Im vorderen, saalseitigen Drittel der Bühne finden sich desweiteren drei Lifte, mit denen im Laufe des Stücks immer wieder Personen aus dem Unterboden gehoben werden oder in diesem verschwinden. Sie haben knapp 4 m Hub in Summe, davon etwa 1m über die Bühnenniveau. Arbeiten sie gerade nicht, lassen sie sich auf Bühnenhöhe verriegeln. Schließlich ist ganz vorne im Bühnenboden noch eine Laufkette versteckt.

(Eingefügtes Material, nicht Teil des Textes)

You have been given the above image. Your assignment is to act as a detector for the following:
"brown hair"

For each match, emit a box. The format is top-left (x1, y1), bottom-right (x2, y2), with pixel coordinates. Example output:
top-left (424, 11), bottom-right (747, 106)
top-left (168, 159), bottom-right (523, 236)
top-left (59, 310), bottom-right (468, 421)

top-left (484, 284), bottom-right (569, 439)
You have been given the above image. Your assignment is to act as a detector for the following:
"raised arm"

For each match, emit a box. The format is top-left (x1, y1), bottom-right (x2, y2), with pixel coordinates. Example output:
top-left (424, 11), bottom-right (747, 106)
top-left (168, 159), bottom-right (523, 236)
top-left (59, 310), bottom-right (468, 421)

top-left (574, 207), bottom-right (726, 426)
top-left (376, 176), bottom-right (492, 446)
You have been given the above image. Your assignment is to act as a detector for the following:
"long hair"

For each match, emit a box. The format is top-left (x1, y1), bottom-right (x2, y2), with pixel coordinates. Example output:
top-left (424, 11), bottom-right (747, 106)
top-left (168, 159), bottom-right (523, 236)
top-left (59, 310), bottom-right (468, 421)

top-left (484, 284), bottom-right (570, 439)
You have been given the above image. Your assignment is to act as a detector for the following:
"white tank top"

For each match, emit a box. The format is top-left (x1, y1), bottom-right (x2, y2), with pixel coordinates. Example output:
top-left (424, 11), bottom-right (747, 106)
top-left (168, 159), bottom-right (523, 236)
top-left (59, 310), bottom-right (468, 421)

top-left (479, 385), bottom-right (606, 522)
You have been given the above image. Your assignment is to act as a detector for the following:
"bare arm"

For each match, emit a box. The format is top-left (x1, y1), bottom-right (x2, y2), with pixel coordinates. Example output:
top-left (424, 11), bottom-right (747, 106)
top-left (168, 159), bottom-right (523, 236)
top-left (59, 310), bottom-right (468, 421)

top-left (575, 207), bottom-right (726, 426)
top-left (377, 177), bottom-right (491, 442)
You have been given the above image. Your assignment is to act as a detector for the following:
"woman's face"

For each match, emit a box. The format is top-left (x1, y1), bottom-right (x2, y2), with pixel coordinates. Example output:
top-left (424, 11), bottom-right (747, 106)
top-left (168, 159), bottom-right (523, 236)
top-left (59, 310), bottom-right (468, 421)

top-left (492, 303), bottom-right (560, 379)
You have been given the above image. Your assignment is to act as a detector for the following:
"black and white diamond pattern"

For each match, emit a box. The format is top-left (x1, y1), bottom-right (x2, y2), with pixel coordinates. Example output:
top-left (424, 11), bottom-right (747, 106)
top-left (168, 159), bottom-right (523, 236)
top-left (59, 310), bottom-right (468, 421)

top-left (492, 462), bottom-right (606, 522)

In ihr können Requisiten oder Kulissen eingehakt und über die gesamte Bühnenbreite bewegt werden, wie etwa die Gräser in der Grasland-Szene oder die Felsen, von denen Mufasa bzw. Scar herabstürzen.
Zwei weitere „Felswände“ findet man in den Seitenbühnen, sie können für die Stampede seitlich hereingeschoben werden. An der rechten von ihnen ist hat eine Art „Tritt“ verborgen, auf dem Scar stehen kann, um sich das Spektakel von oben anschauen zu können. Schließlich findet man noch eine Reihe von Klappen und Löchern in der Bühne, die für einen Maulwurf, drei aufblasbare Pflanzen, ein paar Geysire und den „Abfluss“ für den See vom Anfang des zweiten Aktes zum Einsatz kommen – hört sich hier albern an, kommt aber in der Show gut rüber. Abgerundet wird die Shoe noch von jeder Menge Nebel, der per Knopfdruck aus einem Bataillon von Flüssigstickstofftanks über zahlreiche Rohre auf die Bühne wabert.
Der Schnürboden
Im Bühnenturm geht es etwas klassischer zu. 25 Elektrowinden verschiedener Mächtigkeit sorgen hier dafür, Kulissenteile und Vorhänge auf und abzufahren – Sonne, Sternenhimmel, Felswände, Wolken und anderes stehen bereit, um im richtigen Moment in Position gebracht zu werden. Bei Steuerung der komplexen Bewegungsabläufe hilft Kollege Computer – sämtliche Abläufe sind in ihm abgespeichert und können auf Knopfdruck abgerufen werden. Anders wären einige Szenen wohl auch nicht zu realisieren.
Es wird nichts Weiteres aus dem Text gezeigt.